Predict
How do you think José will feel about Estela when the game is over?
Estela served again and again until the score was seventeen to nothing and José was ragged from running. He wished the game would end. He wished he would score just one point. He took off his shirt and said, “Hey, you’re pretty good.”
Estela served again, gently this time, and José managed to return the ball to the front wall. Estela didn’t go after it, even though she was just a couple of feet from the ball. “Nice corner shot,” she lied. “Your serve.”
José served the ball and, hunching over with his racket poised, took crab steps to the left, waiting for the ball to bounce off the front wall. Instead he heard a thunderous smack and felt himself leap like a trout. The ball had hit him in the back, and it stung viciously. He ran off the court and threw himself on the grass, grimacing from the pain. It took him two minutes to recover, time enough for Estela to take a healthy swig from the bottle of Gatorade in her sport bag. Finally, through his teeth, he muttered, “Good shot, Stinger.”

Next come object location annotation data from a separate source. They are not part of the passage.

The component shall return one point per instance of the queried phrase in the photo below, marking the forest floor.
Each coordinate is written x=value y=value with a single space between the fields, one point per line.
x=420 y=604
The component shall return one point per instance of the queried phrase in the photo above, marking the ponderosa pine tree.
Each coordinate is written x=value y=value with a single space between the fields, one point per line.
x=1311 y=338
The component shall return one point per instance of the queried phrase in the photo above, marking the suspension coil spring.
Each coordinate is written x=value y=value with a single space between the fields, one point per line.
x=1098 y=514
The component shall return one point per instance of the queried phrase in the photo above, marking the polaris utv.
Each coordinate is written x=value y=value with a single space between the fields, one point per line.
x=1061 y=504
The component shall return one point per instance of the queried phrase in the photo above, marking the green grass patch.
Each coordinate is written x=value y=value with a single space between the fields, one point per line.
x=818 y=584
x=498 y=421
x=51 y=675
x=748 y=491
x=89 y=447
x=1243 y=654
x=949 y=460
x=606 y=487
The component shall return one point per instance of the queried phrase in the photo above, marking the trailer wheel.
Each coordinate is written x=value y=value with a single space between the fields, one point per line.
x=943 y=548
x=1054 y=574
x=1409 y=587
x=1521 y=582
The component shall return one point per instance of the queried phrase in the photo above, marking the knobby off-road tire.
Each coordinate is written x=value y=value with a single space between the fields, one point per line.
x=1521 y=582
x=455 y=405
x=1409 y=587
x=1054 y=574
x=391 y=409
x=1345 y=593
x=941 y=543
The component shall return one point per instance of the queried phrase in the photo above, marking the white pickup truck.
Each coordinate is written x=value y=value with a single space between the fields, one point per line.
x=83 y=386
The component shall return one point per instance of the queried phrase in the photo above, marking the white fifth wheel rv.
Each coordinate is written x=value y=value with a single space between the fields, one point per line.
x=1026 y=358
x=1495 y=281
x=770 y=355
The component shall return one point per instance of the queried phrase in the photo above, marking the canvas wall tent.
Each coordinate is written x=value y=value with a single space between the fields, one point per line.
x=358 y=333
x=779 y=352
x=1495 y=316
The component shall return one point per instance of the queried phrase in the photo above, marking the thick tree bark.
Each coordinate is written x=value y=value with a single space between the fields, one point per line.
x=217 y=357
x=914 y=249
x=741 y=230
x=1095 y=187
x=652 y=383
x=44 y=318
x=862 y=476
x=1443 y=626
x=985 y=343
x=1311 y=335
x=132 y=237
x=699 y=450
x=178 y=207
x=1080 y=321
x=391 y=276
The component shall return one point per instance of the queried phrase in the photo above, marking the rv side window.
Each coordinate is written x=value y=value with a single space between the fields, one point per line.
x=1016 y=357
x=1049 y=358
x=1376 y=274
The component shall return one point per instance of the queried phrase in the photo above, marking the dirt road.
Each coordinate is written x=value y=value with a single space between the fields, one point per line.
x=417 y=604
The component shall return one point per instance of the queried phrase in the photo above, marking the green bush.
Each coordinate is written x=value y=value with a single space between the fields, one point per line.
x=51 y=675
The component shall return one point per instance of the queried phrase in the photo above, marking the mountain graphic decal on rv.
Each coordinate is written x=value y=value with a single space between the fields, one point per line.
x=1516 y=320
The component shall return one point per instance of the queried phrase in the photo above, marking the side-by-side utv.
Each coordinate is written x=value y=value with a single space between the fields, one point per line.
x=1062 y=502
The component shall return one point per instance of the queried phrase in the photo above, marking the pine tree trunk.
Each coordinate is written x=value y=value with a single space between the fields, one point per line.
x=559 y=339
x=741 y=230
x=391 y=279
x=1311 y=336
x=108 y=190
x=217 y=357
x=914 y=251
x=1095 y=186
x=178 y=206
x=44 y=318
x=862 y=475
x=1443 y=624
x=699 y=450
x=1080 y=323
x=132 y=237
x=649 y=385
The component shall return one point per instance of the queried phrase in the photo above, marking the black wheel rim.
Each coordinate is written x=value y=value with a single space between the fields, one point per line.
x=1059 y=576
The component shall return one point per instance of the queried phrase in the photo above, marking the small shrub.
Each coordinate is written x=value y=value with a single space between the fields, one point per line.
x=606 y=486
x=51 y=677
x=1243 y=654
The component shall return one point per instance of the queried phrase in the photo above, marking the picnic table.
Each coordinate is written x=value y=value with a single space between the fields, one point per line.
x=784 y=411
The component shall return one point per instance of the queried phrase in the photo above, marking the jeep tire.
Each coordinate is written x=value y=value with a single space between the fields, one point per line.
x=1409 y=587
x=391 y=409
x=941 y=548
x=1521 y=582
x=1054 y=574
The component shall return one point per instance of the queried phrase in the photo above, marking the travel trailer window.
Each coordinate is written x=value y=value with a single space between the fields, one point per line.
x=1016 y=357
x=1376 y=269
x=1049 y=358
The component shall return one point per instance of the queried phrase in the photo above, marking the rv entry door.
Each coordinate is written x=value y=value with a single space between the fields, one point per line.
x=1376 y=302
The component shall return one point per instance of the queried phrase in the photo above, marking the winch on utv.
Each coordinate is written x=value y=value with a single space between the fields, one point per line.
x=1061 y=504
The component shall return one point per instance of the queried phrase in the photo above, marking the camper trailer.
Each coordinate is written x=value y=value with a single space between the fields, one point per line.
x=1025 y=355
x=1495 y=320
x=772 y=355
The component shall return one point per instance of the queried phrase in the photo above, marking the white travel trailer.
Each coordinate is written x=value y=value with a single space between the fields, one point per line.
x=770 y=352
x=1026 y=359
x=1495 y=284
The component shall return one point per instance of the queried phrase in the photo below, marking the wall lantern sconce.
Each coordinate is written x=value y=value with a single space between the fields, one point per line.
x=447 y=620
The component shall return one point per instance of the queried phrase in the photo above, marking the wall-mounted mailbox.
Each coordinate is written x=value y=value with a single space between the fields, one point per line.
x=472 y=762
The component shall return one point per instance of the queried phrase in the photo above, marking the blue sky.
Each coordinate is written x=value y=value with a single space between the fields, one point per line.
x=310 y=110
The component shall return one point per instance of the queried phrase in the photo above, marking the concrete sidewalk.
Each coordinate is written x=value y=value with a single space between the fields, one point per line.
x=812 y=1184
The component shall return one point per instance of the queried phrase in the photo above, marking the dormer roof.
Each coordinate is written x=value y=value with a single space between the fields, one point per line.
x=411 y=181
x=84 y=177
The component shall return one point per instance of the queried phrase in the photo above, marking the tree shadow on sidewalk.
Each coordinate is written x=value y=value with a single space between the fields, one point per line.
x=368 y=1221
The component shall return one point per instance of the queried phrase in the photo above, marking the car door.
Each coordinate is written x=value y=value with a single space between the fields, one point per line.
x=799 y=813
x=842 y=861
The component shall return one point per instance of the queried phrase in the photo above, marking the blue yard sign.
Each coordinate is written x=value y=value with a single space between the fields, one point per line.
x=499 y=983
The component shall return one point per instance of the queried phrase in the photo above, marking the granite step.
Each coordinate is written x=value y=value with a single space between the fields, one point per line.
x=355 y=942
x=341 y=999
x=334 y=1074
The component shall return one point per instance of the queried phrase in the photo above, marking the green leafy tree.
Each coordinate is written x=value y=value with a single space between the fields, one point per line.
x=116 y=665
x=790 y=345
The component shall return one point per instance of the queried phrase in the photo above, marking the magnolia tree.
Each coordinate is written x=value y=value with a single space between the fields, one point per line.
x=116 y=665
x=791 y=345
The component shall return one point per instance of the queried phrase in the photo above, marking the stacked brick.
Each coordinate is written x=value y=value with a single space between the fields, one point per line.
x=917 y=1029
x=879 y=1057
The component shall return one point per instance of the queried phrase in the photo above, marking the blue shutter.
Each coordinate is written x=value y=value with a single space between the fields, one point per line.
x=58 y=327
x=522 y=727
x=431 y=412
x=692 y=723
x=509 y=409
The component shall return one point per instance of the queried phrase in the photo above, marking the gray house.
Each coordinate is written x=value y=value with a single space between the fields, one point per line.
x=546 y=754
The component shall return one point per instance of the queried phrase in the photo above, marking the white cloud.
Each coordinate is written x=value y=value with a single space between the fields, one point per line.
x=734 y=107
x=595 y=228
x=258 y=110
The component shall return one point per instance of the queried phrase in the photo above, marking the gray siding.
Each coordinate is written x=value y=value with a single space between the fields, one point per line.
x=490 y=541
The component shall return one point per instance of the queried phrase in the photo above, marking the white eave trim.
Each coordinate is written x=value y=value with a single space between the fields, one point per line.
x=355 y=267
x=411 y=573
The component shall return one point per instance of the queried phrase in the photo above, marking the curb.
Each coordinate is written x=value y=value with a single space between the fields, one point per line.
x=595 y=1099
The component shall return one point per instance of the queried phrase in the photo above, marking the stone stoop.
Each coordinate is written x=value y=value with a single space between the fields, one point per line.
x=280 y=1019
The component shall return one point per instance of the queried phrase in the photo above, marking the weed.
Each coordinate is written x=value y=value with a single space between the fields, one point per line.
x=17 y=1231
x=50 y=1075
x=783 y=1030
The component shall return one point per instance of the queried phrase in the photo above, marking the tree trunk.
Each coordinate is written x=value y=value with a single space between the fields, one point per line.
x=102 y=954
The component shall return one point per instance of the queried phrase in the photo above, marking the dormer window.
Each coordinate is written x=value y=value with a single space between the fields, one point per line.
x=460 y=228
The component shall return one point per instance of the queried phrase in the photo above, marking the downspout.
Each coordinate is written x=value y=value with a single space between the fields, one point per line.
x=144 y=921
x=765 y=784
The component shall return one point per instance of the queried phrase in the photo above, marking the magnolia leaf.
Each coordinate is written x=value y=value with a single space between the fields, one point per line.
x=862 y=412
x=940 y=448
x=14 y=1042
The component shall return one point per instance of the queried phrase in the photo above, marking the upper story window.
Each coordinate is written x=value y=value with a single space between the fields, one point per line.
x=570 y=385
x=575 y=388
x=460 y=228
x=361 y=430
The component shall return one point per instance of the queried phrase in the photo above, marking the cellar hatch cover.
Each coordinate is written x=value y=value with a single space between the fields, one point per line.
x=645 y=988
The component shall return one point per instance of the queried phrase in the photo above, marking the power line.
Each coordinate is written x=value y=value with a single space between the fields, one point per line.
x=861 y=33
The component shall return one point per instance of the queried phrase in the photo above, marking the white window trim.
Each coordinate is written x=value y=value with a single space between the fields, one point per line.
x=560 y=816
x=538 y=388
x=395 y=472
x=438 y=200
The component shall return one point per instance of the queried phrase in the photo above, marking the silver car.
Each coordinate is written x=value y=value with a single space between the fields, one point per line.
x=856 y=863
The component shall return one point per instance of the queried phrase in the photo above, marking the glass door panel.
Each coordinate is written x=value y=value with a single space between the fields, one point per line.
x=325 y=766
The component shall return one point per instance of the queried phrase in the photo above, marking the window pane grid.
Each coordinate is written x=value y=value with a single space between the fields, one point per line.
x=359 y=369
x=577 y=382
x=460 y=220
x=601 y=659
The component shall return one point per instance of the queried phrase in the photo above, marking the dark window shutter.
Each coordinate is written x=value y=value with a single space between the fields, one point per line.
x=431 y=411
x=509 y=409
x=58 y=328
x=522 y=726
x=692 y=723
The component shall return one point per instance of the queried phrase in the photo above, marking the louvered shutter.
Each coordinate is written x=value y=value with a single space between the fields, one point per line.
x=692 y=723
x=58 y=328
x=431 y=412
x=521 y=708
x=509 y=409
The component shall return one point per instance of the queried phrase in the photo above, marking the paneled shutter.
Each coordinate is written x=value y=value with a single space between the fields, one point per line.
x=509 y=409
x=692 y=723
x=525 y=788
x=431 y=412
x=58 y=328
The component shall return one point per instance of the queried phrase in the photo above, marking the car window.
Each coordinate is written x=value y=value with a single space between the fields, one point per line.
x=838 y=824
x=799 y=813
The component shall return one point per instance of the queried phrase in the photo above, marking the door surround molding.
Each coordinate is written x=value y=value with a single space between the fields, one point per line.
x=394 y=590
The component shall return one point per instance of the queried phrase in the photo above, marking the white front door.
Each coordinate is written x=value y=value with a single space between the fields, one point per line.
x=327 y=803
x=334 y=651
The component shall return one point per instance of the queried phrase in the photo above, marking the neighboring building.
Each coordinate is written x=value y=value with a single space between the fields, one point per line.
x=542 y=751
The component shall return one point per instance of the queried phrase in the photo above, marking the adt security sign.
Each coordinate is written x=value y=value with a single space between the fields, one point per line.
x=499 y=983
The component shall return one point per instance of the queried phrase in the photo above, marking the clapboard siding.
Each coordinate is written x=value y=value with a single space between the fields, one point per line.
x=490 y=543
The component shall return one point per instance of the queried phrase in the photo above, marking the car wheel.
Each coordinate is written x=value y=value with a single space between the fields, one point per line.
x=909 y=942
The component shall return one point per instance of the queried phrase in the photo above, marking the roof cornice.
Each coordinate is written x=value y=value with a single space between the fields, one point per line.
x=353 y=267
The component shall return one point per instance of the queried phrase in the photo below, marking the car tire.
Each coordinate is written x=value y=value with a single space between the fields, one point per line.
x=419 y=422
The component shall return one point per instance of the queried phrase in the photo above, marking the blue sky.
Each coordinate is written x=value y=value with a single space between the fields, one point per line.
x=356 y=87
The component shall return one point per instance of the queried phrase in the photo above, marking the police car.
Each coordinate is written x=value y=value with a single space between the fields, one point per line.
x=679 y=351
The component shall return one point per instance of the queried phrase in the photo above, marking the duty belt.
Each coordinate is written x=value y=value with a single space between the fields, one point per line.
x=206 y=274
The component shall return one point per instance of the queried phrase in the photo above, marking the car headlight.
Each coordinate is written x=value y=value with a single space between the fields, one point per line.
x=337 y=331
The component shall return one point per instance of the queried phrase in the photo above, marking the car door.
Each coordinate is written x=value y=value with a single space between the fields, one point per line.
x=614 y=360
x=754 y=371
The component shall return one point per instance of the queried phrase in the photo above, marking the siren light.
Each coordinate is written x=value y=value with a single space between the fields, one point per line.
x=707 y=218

“Sorry,” Estela said. “You moved into my lane. Serve again.”
José served and then cowered out of the way. He held his racket to his face for protection. She fired the ball back, clean and low, and once again she was standing at the service line calling, “Service.”
Uncle Freddie was right. He had lost twenty-one to nada. After a bone-jarring handshake and a pat on his aching back from Estela, he hobbled to his uncle’s house. He felt miserable. Only three weeks ago he’d been hoping that Estela—Stinger—might like him. Now he hoped she would stay away from him.